Today is International Women’s Day and we are celebrating all the women who work as seafarers, making up 2% of the workforce. One of our SeafarerHelp team’s Russian speakers recently interviewed Ekaterina, a third officer from Ukraine, about her experience of being a woman seafarer.
[Translated from Russian]
How did you get into the marine profession?
In high school I had to decide which university to enter and what profession to choose. I knew that in the end I wanted to achieve a few things: interesting speciality, as well as the employment opportunities, a job in which I could apply and develop my strengths, ability to see the world, last but not the least important a good salary. That is how I decided to get a degree at Odessa National Maritime Academy.
What is your current rank and how did you get started?
I am 21 years old now. In July 2017 I graduated with a degree of a navigating officer. I started as a cadet. Now I'm doing my fourth contract and my rank at the moment is third officer.
Do male colleagues treat you in a different way because of your gender?
In all my marine experience (and I have always been working with mix nationalities crew), gender did not play a big role. I did and still do the same job as the men at my post. I cannot say that everything was always cloudless and wonderful – but the problems I faced were never gender-based.
Some seafarers comment negatively about the idea of women at sea. How do you feel about it?
I was faced with a lot of negativity from people whose work is mostly not connected with the sea. It seems ironic to me. I am a bit sad that stereotypes are quite strong in our society, but most of the seamen whom I know and work with are positive and supportive.
How would you describe your character and how does it help you in your work?
The desire to learn and know how things works and why, as well as doing work beyond basic requirements, are very important qualities for me. Equally important is a concern for colleagues.
Seafarers face a lot of challenges today. How do you cope with them?
Challenges are different. If something does not work out, I ask colleagues for help and always try to figure out the best way myself. If I make mistakes, I correct them as soon as possible and learn how to avoid them in the future. Of course, it's difficult to stay away from family and loved ones, but what can you do about it? All sailors go through this, in my opinion it helps us to appreciate loved ones even more. Unfortunately, not all problems can be solved quickly and simply. For example, I had a problem with career growth, so I had to change the type of ships and company and learn a lot from scratch. But it seems to me that in the end difficulties often turn out to be for the better.

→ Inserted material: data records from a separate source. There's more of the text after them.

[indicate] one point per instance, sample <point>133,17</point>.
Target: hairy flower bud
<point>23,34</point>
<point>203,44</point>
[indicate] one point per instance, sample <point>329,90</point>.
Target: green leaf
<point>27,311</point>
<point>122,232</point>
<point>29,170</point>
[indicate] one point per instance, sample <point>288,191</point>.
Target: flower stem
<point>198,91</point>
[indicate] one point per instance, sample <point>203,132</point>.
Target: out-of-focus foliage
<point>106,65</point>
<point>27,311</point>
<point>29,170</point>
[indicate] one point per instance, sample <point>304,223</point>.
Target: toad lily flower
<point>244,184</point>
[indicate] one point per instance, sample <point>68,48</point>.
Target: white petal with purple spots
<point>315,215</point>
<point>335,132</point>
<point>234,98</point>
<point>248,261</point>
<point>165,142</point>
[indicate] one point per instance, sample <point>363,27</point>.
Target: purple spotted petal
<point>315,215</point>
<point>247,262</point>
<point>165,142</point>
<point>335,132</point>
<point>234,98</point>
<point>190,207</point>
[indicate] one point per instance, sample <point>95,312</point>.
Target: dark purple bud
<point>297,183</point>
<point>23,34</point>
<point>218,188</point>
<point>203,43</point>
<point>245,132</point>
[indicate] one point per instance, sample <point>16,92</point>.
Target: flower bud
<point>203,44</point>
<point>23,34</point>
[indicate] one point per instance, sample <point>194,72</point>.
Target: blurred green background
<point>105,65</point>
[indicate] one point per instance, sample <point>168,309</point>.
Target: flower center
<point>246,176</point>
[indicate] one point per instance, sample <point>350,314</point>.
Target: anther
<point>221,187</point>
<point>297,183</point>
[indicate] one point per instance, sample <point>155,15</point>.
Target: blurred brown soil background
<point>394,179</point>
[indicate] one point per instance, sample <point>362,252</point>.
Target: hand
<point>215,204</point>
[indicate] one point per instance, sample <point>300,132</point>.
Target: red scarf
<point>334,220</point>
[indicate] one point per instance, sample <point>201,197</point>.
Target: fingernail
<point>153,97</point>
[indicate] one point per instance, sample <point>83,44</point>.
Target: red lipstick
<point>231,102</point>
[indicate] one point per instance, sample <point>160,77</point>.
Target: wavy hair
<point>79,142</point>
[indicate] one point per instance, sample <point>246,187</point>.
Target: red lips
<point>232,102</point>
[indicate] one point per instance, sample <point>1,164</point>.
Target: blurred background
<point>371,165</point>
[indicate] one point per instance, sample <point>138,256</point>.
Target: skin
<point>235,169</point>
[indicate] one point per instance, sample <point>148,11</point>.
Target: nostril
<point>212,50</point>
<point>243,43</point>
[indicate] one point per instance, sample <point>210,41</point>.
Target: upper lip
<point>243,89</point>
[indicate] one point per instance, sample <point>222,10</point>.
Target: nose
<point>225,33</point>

As for the heavy workload, it is a common myth that women are not able to cope with the demand of the profession. Today physical work has its limitations; there are safety rules and standards aimed at preventing accidents and so on. Following them, as well as maintaining a good physical shape, it is easy to perform the required physical work. For my cadet practice I worked on deck doing the same job as male colleagues and received a huge amount of valuable experience. The officer’s work is mostly mentally focused, although we sometimes have to work with our hands. But it is always enjoyable work for me.
What would you like to say to all women considering a career at sea?
I would like to wish all women in the world: do not limit yourself, do not be afraid of criticism, do things that you like most, strive for your dream and enjoy life. Because life is beautiful, we are beautiful and we can succeed!